“數量幾何?”
“十萬斛啊。”劉璋不明所以,“先生想說什么?”
“不瞞使君。”劉巴正色道:“我在城頭偶然發現,運糧的車隊規模龐大,并不遜色于第一次的規模。”
“不可能!”劉璋下意識搖頭,“第一次是二十萬斛,這次是十萬斛,恐怕是先生看錯了吧?”

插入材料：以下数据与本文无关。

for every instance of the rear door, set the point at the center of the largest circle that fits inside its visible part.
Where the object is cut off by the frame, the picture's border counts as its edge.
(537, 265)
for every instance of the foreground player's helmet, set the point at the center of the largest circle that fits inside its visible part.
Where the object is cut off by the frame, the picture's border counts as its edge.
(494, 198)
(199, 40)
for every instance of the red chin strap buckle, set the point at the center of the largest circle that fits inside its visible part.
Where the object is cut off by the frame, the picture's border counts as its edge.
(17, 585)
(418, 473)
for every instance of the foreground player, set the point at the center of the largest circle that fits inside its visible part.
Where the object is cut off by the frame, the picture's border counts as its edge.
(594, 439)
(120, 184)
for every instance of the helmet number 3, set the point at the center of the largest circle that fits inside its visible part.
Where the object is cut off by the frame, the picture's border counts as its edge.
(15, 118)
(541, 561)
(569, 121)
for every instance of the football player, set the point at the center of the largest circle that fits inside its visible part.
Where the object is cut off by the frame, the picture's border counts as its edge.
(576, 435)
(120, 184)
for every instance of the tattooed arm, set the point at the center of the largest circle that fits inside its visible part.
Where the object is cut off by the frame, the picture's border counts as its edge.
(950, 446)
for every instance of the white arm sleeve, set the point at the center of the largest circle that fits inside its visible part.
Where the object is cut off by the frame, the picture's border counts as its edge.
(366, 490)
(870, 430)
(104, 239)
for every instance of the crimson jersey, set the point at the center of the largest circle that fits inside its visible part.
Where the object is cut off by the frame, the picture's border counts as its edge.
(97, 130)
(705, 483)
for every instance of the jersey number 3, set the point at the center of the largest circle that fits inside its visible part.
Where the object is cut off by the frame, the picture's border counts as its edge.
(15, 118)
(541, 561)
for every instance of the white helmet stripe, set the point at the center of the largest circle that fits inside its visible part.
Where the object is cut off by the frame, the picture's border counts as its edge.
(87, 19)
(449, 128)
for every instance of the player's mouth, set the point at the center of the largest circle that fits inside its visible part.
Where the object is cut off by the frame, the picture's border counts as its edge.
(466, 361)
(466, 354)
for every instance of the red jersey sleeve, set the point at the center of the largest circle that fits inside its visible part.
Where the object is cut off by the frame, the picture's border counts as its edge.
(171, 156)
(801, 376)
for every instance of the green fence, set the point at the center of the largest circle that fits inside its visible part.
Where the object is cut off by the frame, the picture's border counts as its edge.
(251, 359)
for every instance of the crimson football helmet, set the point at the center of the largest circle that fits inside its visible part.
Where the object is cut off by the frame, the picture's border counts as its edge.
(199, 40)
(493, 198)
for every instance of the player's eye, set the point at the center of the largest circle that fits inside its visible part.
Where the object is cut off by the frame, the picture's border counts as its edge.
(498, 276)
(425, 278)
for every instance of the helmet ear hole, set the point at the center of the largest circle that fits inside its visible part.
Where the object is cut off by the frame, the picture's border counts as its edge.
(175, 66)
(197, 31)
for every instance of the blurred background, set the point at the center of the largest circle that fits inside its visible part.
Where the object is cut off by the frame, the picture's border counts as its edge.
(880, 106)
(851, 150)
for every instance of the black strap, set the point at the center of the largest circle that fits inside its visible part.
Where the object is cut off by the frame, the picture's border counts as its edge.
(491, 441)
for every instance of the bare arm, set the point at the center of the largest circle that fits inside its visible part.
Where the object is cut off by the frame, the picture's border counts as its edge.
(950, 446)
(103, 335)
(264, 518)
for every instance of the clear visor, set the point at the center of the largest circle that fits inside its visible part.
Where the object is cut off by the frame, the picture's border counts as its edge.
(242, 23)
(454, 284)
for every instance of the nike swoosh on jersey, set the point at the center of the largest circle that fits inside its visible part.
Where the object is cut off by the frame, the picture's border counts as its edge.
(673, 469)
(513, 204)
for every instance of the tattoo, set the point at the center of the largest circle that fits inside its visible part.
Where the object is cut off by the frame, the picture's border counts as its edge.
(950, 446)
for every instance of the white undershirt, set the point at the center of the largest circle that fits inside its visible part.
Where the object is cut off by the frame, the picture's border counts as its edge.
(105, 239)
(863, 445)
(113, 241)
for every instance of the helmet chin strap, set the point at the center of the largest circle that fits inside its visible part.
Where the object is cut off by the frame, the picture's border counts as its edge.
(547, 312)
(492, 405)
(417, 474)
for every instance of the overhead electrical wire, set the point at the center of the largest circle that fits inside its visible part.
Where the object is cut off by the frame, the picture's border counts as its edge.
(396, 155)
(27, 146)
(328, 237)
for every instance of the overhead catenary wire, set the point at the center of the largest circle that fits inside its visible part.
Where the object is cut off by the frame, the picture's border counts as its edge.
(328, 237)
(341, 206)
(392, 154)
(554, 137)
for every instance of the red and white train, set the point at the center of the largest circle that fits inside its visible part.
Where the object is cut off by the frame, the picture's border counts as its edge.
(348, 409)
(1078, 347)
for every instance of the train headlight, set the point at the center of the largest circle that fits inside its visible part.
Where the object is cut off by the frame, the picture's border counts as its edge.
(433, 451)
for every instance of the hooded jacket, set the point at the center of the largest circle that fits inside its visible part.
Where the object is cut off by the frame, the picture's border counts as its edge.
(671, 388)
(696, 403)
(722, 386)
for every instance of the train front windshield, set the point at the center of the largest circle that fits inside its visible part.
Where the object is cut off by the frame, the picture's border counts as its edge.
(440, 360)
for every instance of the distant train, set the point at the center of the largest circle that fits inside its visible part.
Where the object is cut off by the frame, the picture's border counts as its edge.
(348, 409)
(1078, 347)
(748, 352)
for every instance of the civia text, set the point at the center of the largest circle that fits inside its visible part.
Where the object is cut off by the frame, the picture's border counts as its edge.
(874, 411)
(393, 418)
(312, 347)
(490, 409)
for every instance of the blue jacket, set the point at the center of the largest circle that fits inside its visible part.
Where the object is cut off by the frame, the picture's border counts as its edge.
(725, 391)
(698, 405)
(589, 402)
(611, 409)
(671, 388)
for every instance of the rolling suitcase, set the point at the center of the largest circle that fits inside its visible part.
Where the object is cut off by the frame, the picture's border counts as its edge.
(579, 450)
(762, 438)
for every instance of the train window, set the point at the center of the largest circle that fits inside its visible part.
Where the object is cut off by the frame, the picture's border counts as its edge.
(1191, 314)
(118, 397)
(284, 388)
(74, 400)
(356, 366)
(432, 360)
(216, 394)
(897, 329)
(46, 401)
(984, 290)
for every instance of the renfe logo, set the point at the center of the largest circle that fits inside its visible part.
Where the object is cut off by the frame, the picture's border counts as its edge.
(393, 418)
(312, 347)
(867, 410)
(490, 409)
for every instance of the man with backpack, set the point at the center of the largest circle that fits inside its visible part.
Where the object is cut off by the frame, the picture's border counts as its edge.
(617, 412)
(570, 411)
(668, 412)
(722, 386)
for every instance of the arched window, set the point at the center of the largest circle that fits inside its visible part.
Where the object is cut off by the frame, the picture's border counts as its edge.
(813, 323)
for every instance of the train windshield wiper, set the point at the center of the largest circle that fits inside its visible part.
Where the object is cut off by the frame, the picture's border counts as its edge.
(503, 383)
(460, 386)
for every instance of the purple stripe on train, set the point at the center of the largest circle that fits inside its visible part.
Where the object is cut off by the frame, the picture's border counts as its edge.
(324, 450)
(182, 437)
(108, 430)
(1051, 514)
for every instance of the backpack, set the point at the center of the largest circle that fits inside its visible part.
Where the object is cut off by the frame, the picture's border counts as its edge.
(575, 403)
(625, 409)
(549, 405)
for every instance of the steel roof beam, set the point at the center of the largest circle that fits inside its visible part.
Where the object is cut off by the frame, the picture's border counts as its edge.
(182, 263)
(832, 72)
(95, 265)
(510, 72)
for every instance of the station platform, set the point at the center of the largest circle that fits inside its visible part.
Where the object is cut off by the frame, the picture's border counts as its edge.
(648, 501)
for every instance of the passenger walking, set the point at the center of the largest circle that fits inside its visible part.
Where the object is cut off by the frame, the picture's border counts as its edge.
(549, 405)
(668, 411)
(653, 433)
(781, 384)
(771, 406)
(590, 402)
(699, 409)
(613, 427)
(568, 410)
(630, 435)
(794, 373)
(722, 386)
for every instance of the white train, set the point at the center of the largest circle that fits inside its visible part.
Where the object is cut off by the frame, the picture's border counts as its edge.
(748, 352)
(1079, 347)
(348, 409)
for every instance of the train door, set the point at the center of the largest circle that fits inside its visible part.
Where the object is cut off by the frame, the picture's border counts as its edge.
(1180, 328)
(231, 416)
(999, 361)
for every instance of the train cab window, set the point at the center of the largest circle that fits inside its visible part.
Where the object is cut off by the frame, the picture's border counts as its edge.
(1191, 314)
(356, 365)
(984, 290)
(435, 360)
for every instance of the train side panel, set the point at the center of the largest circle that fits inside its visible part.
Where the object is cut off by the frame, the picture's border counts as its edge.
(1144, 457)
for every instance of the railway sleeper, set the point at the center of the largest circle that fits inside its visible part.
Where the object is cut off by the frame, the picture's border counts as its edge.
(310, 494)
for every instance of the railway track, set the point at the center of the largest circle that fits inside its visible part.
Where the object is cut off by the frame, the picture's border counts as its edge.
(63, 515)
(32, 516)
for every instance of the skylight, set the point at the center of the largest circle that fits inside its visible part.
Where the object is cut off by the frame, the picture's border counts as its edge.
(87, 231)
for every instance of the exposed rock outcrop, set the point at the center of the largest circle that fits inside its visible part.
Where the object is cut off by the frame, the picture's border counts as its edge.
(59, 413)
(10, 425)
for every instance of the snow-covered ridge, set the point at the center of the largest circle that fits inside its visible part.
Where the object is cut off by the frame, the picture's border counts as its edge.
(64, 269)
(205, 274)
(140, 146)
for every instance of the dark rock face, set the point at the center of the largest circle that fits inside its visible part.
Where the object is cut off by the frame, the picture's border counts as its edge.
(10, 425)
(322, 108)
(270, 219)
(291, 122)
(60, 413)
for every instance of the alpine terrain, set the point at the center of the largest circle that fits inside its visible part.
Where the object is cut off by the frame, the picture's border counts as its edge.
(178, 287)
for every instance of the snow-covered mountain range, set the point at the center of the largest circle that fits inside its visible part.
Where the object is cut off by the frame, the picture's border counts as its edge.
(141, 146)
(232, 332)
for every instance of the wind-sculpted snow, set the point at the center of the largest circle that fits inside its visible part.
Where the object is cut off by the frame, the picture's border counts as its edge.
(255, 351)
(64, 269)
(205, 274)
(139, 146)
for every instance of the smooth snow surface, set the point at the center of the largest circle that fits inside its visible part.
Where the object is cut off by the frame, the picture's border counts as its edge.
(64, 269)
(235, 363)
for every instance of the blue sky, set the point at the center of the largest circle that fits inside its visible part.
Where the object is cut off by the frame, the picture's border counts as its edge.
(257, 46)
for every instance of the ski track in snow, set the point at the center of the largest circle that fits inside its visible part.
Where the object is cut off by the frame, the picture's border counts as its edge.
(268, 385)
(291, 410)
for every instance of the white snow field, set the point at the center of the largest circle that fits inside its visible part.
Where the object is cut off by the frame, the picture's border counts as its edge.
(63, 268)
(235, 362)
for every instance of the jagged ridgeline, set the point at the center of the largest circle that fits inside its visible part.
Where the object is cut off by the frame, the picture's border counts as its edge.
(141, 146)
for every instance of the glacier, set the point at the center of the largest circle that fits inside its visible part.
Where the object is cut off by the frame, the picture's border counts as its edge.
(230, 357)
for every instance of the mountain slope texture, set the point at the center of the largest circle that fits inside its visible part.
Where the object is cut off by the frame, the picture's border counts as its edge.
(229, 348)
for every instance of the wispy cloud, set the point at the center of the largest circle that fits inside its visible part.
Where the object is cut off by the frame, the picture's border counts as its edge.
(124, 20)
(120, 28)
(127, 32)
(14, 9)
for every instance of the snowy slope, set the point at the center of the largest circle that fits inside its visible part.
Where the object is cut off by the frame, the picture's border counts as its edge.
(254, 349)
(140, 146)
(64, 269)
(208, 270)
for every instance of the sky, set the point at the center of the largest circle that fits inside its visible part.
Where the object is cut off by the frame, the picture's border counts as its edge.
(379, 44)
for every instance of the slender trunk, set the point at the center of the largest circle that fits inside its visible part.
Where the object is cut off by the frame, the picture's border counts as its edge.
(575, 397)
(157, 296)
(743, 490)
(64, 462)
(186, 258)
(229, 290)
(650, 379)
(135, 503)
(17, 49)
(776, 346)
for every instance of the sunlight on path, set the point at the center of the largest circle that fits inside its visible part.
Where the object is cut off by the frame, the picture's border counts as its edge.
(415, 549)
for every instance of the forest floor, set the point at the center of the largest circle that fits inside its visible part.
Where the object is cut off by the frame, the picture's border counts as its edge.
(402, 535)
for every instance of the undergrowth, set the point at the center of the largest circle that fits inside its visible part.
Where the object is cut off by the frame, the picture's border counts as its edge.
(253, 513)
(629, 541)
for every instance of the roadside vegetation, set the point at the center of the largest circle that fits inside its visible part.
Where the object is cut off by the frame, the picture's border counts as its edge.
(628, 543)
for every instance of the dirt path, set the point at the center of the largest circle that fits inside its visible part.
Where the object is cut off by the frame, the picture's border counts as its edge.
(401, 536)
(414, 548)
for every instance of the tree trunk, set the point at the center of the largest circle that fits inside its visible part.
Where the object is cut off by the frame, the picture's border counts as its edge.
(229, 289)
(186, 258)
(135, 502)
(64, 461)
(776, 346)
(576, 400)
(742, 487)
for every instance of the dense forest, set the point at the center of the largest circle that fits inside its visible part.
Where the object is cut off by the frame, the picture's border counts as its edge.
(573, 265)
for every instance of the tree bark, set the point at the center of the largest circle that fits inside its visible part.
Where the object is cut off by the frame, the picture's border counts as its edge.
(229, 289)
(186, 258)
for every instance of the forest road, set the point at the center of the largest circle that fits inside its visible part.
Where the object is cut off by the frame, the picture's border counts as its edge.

“差了足足一倍,豈能看錯?”劉巴堅定道:“在下自問還沒老眼昏花呢。”
“這”劉璋索性道:“此事乃張別駕負責,不如喊他來問問?”
“不妥。”劉巴拒絕道:“萬一是我看錯、或者誤會,貿然招來別駕詢問,反倒顯得使君不信任。”
“先生說的也是”劉璋建議道:“要不喊來庫吏詢問?”
“還是不妥。”劉巴再度拒絕,“還是會惹來別駕芥蒂。”
張松既然敢暗中多輸送糧草,下邊人肯定都安排妥當。
作為益州的二把手,一直主管后勤,下邊的各級官吏,肯定都經營的很好。
“那該如何是好?”劉璋反問道:“不問別駕、不問庫吏,該問誰呢?”
“簡單。”劉巴微微一笑,“城門侍衛。”
后勤車隊駛出成都,無論如何都要經過城門守衛身邊。
出動糧車多寡,這些人肯定有個大致感覺。
“使君召城門守衛前來詢問。”劉巴嘿然道:“料想就算有什么誤會,別駕也不會多心。”
“若真沒問題,大可當做無事發生,別駕也不會知曉。”
“對啊。”劉璋贊嘆道:“先生果然大賢!”
不多時,劉璋喊來北城門的校尉。
“我且問你,運輸糧草的車隊可順利離開?”
“回主公,已經順利離開,無事發生。”校尉如實回答。
“這次與上次相比,車隊規模可有不同?”劉璋再度詢問。
“第一次更多,這次要少一些。”校尉再度作答。
第一次運送二十萬斛,但張松暗中多搞了十萬斛,合計三十萬斛。
這一次運送十萬斛,張松又多搞了十萬斛,合計二十萬斛。
自然而然,城門校尉會說第一次多、第二次少。
“行了,下去吧。”
劉璋聽罷不疑有他,首次多而二次少,顯然兩次運輸糧草數量有差別。
“且慢。”劉巴出阻攔,問道:“僅僅是少一些?”
“首次是二十萬斛,這次是十萬斛,應當差一半才對。”
“這”校尉撓頭道:“卑職也沒挨個數啊,只知道首次多、這次少,但是”
“但是什么?”劉巴立即追問。
“根據卑職的感覺,倒也沒差一倍有余。”校尉想了想說道,“這點卑職可以確定。”
“知道了。”劉巴揮手道:“下去吧,此事不得嚼舌根,否則絕不輕饒!”
“喏。”城門校尉隨即離開。
“使君,看來我的感覺沒全對,但也沒全錯。”劉巴幽幽道:“兩次運糧有差別,但差別卻沒一倍。”
“要么是首次運糧,有人克扣下來一些。”
“要么是這次運糧,有人暗中多送一些。”
“使君。”劉巴慎重道:“不管是哪一種,您都需要警惕啊。”
前者,代表著有人克扣糧餉,貪墨軍糧可不是小事。
后者,問題就更加嚴重,偷偷給劉備多送糧草,這是要做什么?
“張松”劉璋臉色不愉,“沒想到,他竟敢背著我,做出此等行徑?待會我非問問他不可!”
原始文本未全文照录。